Autobiographie en 2 photos

IMG_0006

Jour de baptême. L'enfant porte une robe blanche à dentelles, un manteau de la même couleur par dessus ; et un petit bonnet.

 

Je suis ce bambin au visage rond, une mèche châtain lui barrant le front. J’ai l'air pensive, peut-être un peu perplexe. Comment se souvenir de ce à quoi l'on songe à cet âge-là ? Je débute ma vie, je ne le sais pas encore mais mon enfance sera privilégiée de s'épanouir dans le sillage d'un homme audacieux. Ce géant qui me tient dans ses bras puissants et me regarde en souriant vraiment. Pour lui, qui n'eut d'autre descendance qu'un garçon adopté – fruit de l'amour de son épouse et d'un premier mari – cette deuxième petite-fille est un nouveau cadeau inestimable.

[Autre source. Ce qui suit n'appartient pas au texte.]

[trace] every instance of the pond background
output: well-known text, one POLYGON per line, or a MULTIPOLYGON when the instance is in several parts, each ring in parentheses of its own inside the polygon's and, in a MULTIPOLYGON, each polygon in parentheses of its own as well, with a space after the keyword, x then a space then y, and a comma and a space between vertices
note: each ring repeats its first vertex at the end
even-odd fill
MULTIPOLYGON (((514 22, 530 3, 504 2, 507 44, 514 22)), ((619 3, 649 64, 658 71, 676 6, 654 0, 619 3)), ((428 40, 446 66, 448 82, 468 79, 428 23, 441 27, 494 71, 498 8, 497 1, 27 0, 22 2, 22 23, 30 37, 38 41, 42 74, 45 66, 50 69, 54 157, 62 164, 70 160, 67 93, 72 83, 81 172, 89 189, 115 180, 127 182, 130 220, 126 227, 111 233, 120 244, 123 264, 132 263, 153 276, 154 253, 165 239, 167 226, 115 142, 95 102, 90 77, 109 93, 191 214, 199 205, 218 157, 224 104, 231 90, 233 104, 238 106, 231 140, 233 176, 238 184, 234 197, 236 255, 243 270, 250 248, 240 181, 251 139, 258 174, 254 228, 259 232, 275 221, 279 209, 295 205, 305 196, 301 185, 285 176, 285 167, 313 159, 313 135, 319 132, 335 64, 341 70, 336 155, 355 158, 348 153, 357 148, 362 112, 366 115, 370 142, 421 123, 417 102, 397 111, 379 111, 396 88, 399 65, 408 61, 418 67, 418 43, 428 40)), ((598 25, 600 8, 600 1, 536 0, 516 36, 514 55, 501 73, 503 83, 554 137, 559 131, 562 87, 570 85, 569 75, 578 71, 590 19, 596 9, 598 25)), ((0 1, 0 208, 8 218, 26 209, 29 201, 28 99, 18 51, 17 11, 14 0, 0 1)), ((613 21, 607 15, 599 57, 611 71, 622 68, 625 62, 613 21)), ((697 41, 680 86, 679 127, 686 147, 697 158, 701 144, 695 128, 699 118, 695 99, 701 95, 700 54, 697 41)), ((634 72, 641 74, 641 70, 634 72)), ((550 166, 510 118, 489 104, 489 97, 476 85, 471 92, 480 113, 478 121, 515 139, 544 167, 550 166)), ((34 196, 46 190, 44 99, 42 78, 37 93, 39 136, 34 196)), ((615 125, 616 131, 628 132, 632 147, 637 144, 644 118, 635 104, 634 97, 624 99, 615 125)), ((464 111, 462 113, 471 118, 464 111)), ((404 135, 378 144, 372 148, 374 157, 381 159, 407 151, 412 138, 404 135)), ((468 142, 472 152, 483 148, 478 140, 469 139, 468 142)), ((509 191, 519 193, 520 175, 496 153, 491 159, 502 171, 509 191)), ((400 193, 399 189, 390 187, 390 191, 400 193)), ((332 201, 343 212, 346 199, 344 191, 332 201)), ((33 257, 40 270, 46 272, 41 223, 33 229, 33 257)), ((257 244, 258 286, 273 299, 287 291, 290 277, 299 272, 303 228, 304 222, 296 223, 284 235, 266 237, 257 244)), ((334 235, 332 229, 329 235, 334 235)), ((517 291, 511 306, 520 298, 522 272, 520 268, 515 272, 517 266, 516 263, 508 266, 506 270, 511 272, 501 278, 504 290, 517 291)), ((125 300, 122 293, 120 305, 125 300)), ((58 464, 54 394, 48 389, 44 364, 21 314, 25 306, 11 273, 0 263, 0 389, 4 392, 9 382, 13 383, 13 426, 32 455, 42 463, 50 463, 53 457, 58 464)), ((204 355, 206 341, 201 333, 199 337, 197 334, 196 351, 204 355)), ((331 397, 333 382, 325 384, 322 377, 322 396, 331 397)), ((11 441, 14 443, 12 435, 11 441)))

Le cliché a été pris près d'un rosier en fleurs – l'une de ses marottes, comprendrai-je plus tard – symbole d'affection sincère, de beauté et de poésie.

Je tiens l'un de ses doigts, bien serré, au creux de ma minuscule main droite. Une seule des siennes peut contenir toute ma tête. Sans doute est-ce que cela me rassure de me cramponner ainsi à lui, perchée que je suis à la hauteur de son cœur. Image aux teintes délavées par les années. On devine un coin de jardin à l'arrière plan de notre duo, sur lequel se concentre la mise au point de l'appareil photographique. Lui, moi, le ciel et la terre.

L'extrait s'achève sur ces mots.